Лишь Валька Гнедков подойти не решался. Он наблюдал за мной издали — и многое для него было неясно, поскольку он не догадался взять с собой театральный бинокль. С тревогой он понимал лишь одно: его свисток отступил перед звуками… перед сигналами моего горна!
— Что это у тебя? — спросили меня возле больничной проходной.
— Подарок, — ответил я.
— Что это у тебя? — еще раз пять спрашивали меня врачи и медсестры в больничных коридорах.
— Подарок, — отвечал я.
Доска была обернута в мамин медицинский халат. Никто не остановил меня, потому, быть может, что на больничных перекрестках белый цвет действовал, как зеленый на уличных.
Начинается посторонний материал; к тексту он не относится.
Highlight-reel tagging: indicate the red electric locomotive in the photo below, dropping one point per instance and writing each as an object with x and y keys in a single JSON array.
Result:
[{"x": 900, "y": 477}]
— Что это у тебя? — спросила Екатерина Ильинична, когда я вошел в палату.
— Все… Закончил.
— Не может быть!
Две женщины, лежавшие в палате с Екатериной Ильиничной, были немолоды и в чем-то роковом схожи: недуг обескровил их лица, в глазах поселились растерянность и тоскливое сожаление, — в такие дни люди запоздало осознают истинную цену всего, что делается вдруг для них недоступным.
Женщины с лихорадочной радостью отвлеклись от собственных мыслей, которые тоже, наверно, были трудно различимыми близнецами, — и встретили меня как долгожданного. Обе считали Екатерину Ильиничну главной в палате: произнеся фразу, поглядывали на нее, ловили ее одобрение.
Когда я впервые появился в больнице, одна из них спросила:
— Учительницу пришел навестить?
— Ему повезло: он у меня никогда не учился, — сообщила Екатерина Ильинична.
Я не разворачивал свой «подарок», — и женщины одновременно вспомнили, что у них много дел в коридоре: надо принять лекарства, посмотреть телевизор. Но, прежде чем покинуть палату, обе с таинственной, негромкой торжественностью сообщили, что я могу поздравить Екатерину Ильиничну.